Sobre Delirio americano. Una historia cultural y política de América Latina (Taurus, 2022), de Carlos Granés.

E
sa lectura según la cual los chilenos seríamos «los ingleses de Latinoamérica» dice mucho acerca del modo en que nos comprendemos a nosotros mismos. Nos sentimos, como país, más ordenados, elegantes y estables que el resto del continente, y esa superioridad fácilmente nos da la seguridad necesaria para continuar en esa ruta exitosa que difícilmente ha sido imitada por nuestros vecinos. Sin embargo, cuando desde 2019 se pusieron radicalmente en cuestión «los treinta años», hubo quienes afirmaron con profundo pesar que estábamos «volviendo a Latinoamérica». La lectura del extenso y muy ambicioso libro de Carlos Granés, Delirio americano, tiene, entre otras, la ventaja de complejizar el modo en que nos observamos dentro de la realidad política y cultural de la región: ni más fomes, ni más grises ni mejores que nuestros vecinos, ganamos mucho cuando logramos ver las similitudes y diferencias que tenemos con quienes compartimos vecindario.
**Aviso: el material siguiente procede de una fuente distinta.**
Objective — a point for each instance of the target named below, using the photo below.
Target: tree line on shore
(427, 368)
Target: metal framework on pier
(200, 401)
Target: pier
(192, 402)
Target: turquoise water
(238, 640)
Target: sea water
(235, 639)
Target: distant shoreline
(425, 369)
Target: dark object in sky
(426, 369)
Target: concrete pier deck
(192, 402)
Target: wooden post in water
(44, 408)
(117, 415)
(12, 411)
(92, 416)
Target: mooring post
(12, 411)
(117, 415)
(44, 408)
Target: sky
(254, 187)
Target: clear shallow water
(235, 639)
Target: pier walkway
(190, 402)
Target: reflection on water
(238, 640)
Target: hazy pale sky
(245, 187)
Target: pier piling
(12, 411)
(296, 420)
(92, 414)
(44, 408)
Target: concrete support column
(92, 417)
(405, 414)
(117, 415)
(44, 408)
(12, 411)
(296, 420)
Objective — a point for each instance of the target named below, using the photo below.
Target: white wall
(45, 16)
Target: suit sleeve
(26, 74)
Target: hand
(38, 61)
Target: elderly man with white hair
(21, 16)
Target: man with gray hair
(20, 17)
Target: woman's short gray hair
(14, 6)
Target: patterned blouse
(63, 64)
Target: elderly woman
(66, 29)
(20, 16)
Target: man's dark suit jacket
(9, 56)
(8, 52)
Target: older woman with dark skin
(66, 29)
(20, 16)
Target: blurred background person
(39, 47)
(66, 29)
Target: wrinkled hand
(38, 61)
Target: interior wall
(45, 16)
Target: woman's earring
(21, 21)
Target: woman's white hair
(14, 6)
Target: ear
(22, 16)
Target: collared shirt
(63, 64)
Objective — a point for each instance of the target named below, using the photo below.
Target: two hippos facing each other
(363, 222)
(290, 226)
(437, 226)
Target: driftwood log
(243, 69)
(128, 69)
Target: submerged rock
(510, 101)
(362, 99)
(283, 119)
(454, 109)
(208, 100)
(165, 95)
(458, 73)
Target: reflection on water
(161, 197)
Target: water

Delirio americano es, sin duda, mucho más que una simple historia cultural e institucional del continente. Es, más bien, un intento por interpretar las tensiones y problemas del presente a partir de todo un siglo de arte y política. Desfilan por la mirada de Granés los grandes protagonistas de la historia latinoamericana (el PRI, Haya de la Torre, Perón y Evita, los muralistas mexicanos, Brasilia, decenas de dictadores de diversa laya, Fidel Castro, Sendero Luminoso, Fujimori, Caetano Veloso y toda una pléyade de poetas, narradores y pintores de casi todos los países de la América hispana, el Caribe y Brasil), pero no solo como referencias sueltas y anecdóticas, sino como representantes de las grandes tensiones con las que se ha intentado comprender Latinoamérica. ¿Debe entenderse el continente a partir de la pureza de las razas o desde un mestizaje que lo diluye todo? ¿Qué hacer con las culturas originarias y con aquello que criollos e inmigrantes traen consigo? ¿Es el Estado nación su orden político idóneo o debe buscar una hermandad continental que siempre le ha sido esquiva? ¿Cómo debemos relacionarnos con la herencia legada del imperio español, con la prestigiosa cultura europea o con un Estados Unidos cada vez más poderoso? ¿Cómo hacer de todos estos elementos —razas, culturas y órdenes políticos— insumos fructíferos para definir nuestra identidad sin volverla excluyente o artificiosa?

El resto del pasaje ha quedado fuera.